Cour d'appel de Versailles, du 17 décembre 1999, 1998-150

Texte intégral

RÉPUBLIQUE FRANCAISE
AU NOM DU PEUPLE FRANCAIS

FAITS ET PROCEDURE,

Monsieur et Madame X... sont propriétaires à VANVES d'une maison avec un jardinet mitoyen de la parcelle sur laquelle est construite la maison de Monsieur Y... et Madame Z....

Le 11 mars 1997, Monsieur et Madame X..., invoquant l'article 671 du code civil, ont fait assigner Monsieur Y... et Madame Z... devant le tribunal d'instance de Vanves, afin de les voir condamner solidairement, sous astreinte de 1.000 Francs par jour de retard, à couper le figuier qui se trouve sur leur parcelle et détruire ses racines, à leur payer les sommes de 15.000 Francs à titre de dommages-intérêts et celle de 6.000 Francs sur le fondement de l'article 700 du nouveau code de procédure civile.

Par ordonnance de référé en date du 15 octobre 1996, un expert a été désigné aux fins d'examiner les désordres allégués.

Après que l'expert eut procédé à sa mission, Monsieur Y... et Madame Z... ont invoqué les usages en matière de plantation à Paris et sa banlieue, ils ont fait valoir qu'aucune gêne n'est supportée par les époux X..., la façade de leur maison étant toujours ensoleillée.

A titre subsidiaire, ils ont sollicité une nouvelle expertise et à titre infiniment subsidiaire, ont proposé d'élaguer le figuier.

A titre reconventionnel, ils ont demandé la démolition de la terrasse des époux X... sous astreinte de 1.000 Francs par jour de retard, ainsi que le paiement des sommes de 20.000 Francs à titre de dommages-intérêts et 6.000 Francs sur le fondement de l'article 700 du nouveau code de procédure civile.

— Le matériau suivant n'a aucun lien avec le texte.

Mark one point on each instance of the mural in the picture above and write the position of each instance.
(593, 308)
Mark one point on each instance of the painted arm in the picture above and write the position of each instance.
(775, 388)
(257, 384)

Par jugement en date du 11 septembre 1997, le tribunal d'instance de VANVES a rendu la décision suivante :

- déboute les époux X... de leur demande de destruction du figuier et de ses racines, - condamne Monsieur et Madame Y... à verser aux époux X... 10.000 francs à titre de dommages-intérêts, - déboute Monsieur Y... à 6.000 francs au titre de l'article 700 du Nouveau Code de Procédure Civile, - ordonne l'exécution provisoire, - condamne Monsieur Y... aux dépens, qui comprendront les frais d'expertise.

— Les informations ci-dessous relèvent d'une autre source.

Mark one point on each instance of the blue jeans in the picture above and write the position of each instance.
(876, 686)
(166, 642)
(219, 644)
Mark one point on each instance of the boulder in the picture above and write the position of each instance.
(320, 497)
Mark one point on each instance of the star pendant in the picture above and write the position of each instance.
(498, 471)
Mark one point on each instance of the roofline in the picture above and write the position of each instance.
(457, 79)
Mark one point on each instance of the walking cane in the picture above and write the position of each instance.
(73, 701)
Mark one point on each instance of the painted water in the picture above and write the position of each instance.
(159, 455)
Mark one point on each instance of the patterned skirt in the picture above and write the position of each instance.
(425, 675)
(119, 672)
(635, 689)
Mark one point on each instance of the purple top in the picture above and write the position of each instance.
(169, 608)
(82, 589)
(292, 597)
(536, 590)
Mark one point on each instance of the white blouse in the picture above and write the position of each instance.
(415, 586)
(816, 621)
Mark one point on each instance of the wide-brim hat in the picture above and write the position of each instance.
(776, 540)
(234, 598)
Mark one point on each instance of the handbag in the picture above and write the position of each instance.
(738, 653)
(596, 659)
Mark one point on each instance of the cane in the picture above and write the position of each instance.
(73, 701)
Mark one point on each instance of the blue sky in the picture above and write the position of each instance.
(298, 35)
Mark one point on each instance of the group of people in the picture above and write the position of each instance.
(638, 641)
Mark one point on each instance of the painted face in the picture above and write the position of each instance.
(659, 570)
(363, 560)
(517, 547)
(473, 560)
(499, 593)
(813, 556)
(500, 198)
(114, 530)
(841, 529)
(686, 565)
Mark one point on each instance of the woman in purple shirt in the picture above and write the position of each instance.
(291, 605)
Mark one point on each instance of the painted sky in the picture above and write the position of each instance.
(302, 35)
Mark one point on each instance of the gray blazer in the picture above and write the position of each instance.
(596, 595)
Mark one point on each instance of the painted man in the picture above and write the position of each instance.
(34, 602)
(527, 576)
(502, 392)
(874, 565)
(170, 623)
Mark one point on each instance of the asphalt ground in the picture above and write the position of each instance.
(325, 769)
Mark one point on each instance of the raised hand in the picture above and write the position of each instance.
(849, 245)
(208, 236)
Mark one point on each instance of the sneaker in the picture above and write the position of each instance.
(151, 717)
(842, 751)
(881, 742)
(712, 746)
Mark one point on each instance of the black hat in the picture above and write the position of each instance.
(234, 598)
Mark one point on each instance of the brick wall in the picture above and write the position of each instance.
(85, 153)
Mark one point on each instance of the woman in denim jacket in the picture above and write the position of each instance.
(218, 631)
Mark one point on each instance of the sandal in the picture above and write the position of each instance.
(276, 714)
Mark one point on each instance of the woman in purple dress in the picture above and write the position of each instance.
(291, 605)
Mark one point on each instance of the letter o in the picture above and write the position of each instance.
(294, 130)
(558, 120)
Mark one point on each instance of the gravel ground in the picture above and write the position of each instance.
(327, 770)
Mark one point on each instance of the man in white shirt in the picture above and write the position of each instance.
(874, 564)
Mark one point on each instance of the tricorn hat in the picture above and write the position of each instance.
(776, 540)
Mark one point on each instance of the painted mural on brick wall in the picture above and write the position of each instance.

Le 8 décembre 1997, Monsieur et Madame X... ont interjeté appel. Ils exposent qu'ils ont acquis leur bien immobilier le 18 septembre

1984 et qu'alors, il n'y avait aucun arbre ou arbuste le long du grillage de clôture ; qu'ils ont vu sortir de terre un arbuste dans le jardin voisin, près de ce grillage en 1987/1988 ; qu'il s'agit d'un figuier qui s'est à ce point développé, qu'il atteint maintenant une hauteur de 6 mètres avec un tronc de 25 centimètres de diamètre ; qu'ils ont fait établir un procès-verbal de constat par Maître SIMART, huissier de justice, dès le 6 juin 1996 ; que l'expert judiciaire, Monsieur A..., désigné par le juge des référés, a constaté que l'ensemble du houppier du figuier masque la vue et le soleil de la fenêtre de leur séjour, qui donne au sud, ce qui leur cause un trouble de jouissance très important et que, par ailleurs, les racines du figuier, étant déjà apparentes dans le jardin des époux Y..., il n'y a aucune raison qu'elles ne s'étendent pas sous le dallage de leur propriété; que les attestations et photographies qu'ils versent au dossier démontrent la réalité de la privation d'ensoleillement.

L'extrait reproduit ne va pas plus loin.